Photo essay by Smita Sharma.

It’s lunchtime on a Monday in Kolkata, which means the sidewalks outside the city’s high court are swarming. Among the sweaty throngs are taxi drivers pausing for a cigarette, local shop owners in white tank tops and lawyers somehow still wearing their black-and-white vests and dress pants. It’s an increasingly rare scene in India: Here, social classes mingle over their shared love of some of the country’s most famous street food

Local snacks in the global south: You’ve heard it before. But here in the former capital of the British empire, street food comes in a vertiginous variety, in part because Kolkata was once a wildly cosmopolitan city. Though today it takes a backseat in globalization to Mumbai, Delhi and Bangalore, its street stalls remain diverse. 

Suparna Ghosh, a lawyer, is lunching on a quick 25-rupee (37-cent) mughlai paratha, a bread filled with biscuit powder, spices, onion and chili and fried in egg yolk and oil on a huge steel plate. This style of treat is from Rajasthan, the desert state further to the west, says the stall’s owner, Nikhil Mistry. Down the way, you can find things as simple as tea, toast and omelets, as hearty as biryani (fried rice with meat or vegetables) and as diabetes-inducing as Kolkata’s famous malpua (pancakes) or rasgulla (a dumpling consisting simply of fried dough and sugar — can’t beat it). Chinese food is barely considered foreign; in fact, Kolkata’s home to India’s only Chinatown, and on top of grabbing hakka noodles at lunch, you can line up for Chinese breakfast on Sundays. (Vegetarians: Don’t bother.)

 

In another of the town’s business districts on R.N. Mukherjee Road, another rare find awaits: Bihari food. You won’t find street lunches from Bihar, one of the poorest states in India, in most of the rest of the country. Migrants from the state tend to pick up jobs as guards or auto drivers instead. But here, Sriram Prasad — who’s of Bihari origin but came to Kolkata from the state of Uttar Pradesh — is cooking up a 10-rupee (15-cent) meal that could easily be adapted for a gourmet menu. He’s making litti — Bihari bread that looks a bit like a dignified dinner roll. It’s whole wheat dough outside (old hippies rejoice!) with sattu powder inside. Think of it like crumbly gram powder. You might use chickpea powder inside if you’re seeking to replicate it at home. After rolling it around in a vat of ghee (clarified butter), Prasad serves it up with a black mustard sauce worthy of the $7 aisle at Whole Foods. Biharis use litti as a staple, often eating it with mashed potatoes, yogurt or curries. 
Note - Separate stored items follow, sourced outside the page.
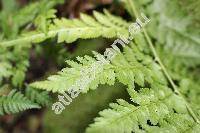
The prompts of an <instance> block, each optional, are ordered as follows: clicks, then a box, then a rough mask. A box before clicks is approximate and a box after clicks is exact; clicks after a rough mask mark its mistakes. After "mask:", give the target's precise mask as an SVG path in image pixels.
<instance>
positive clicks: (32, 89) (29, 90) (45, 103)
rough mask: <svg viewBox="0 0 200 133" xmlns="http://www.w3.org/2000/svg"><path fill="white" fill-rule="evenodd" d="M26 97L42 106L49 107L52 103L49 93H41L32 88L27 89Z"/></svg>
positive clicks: (35, 89) (26, 92) (31, 100)
mask: <svg viewBox="0 0 200 133" xmlns="http://www.w3.org/2000/svg"><path fill="white" fill-rule="evenodd" d="M25 96H26V97H27V98H28V99H30V100H31V101H32V102H34V103H38V104H39V105H42V106H48V105H49V104H50V103H51V98H50V96H49V93H48V92H47V91H39V90H36V89H33V88H31V87H28V88H26V90H25Z"/></svg>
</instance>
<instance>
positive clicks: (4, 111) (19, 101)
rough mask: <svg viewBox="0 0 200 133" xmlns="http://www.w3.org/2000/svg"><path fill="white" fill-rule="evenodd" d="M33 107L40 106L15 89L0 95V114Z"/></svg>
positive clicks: (27, 108)
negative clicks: (10, 91) (21, 93)
mask: <svg viewBox="0 0 200 133" xmlns="http://www.w3.org/2000/svg"><path fill="white" fill-rule="evenodd" d="M34 108H40V106H39V105H38V104H36V103H33V102H31V101H30V100H28V99H27V98H26V97H25V96H24V95H23V94H21V93H20V92H17V91H16V90H12V91H11V92H10V93H9V94H8V95H7V96H1V97H0V115H4V114H13V113H18V112H20V111H24V110H27V109H34Z"/></svg>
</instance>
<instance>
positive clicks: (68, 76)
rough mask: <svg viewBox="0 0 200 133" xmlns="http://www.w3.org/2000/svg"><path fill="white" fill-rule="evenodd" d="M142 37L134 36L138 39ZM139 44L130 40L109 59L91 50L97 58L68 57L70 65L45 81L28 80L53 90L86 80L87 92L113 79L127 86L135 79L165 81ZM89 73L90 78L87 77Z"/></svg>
mask: <svg viewBox="0 0 200 133" xmlns="http://www.w3.org/2000/svg"><path fill="white" fill-rule="evenodd" d="M142 37H143V36H138V37H136V40H137V43H138V42H139V40H140V39H141V38H142ZM144 43H145V42H144ZM138 46H139V44H138ZM138 46H137V44H135V43H133V42H132V43H131V44H130V47H128V46H126V47H125V48H124V53H117V52H116V51H115V52H116V56H115V57H114V58H113V59H112V61H111V62H108V61H105V59H103V58H104V57H103V55H100V54H97V53H94V54H95V56H96V59H95V58H92V57H89V56H85V57H84V58H81V57H78V58H77V60H78V62H79V63H77V62H74V61H67V63H68V65H69V66H70V67H69V68H64V69H63V70H62V71H61V72H58V74H57V75H53V76H50V77H49V78H48V80H46V81H38V82H34V83H31V84H30V86H32V87H34V88H39V89H44V90H47V91H52V92H64V91H67V90H68V89H69V88H71V87H72V86H75V85H77V86H76V89H79V88H80V87H79V86H83V84H82V83H83V82H88V83H87V85H86V86H85V88H83V90H82V91H83V92H87V91H88V90H89V89H96V88H97V87H98V84H109V85H113V84H114V83H115V82H116V80H118V81H119V82H121V83H123V84H124V85H127V86H128V87H129V88H134V87H135V83H136V84H138V85H140V86H144V85H145V84H146V83H148V84H151V83H153V81H157V82H159V83H161V84H166V80H165V78H164V77H163V75H162V73H161V71H160V68H159V67H158V65H157V64H156V63H155V62H154V61H153V60H152V59H151V58H150V56H148V55H145V54H143V53H141V50H142V49H141V48H138ZM140 47H141V46H140ZM99 61H101V62H105V64H103V63H100V64H99V63H98V62H99ZM88 76H89V77H91V78H89V79H88V78H86V77H88Z"/></svg>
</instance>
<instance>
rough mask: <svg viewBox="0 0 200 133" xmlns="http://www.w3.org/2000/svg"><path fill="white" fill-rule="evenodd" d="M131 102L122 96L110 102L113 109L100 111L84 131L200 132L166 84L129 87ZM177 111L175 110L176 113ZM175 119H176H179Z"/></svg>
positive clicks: (179, 98) (152, 132)
mask: <svg viewBox="0 0 200 133" xmlns="http://www.w3.org/2000/svg"><path fill="white" fill-rule="evenodd" d="M128 91H129V94H130V95H131V99H132V101H133V102H134V104H131V103H128V102H126V101H124V100H122V99H119V100H117V102H118V103H112V104H110V106H111V108H112V109H107V110H104V111H102V112H100V116H101V117H99V118H96V119H95V123H94V124H91V125H90V127H89V128H87V130H86V132H87V133H94V132H95V133H109V132H118V133H124V132H126V133H131V132H136V133H137V132H152V133H153V132H169V131H171V132H186V131H189V130H190V131H191V132H195V131H200V126H199V125H198V124H196V123H195V122H194V121H193V119H192V118H191V117H190V116H189V115H188V114H187V109H186V107H185V106H183V105H184V104H185V103H184V100H183V99H181V98H180V97H179V96H177V95H175V94H174V93H173V92H172V91H169V88H168V87H165V86H163V85H159V84H157V85H156V84H154V87H152V88H151V89H148V88H141V90H139V92H136V91H134V90H132V89H128ZM175 111H176V113H175ZM176 118H179V119H178V121H177V119H176Z"/></svg>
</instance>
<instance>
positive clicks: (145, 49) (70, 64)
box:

Don’t forget the drinks! Sugary chai in clay cups — you can keep them as tiny, cute shot glasses — or fresh lime soda. On one corner, a boy holds up bael fruit, offering to crack it open for a smoothie. It has a hard exterior; he smashes it on the sidewalk and shows off its cantaloupe-like innards. A perfect top-off, and worth it. We don’t want to hear you worrying about your prissy Western stomach.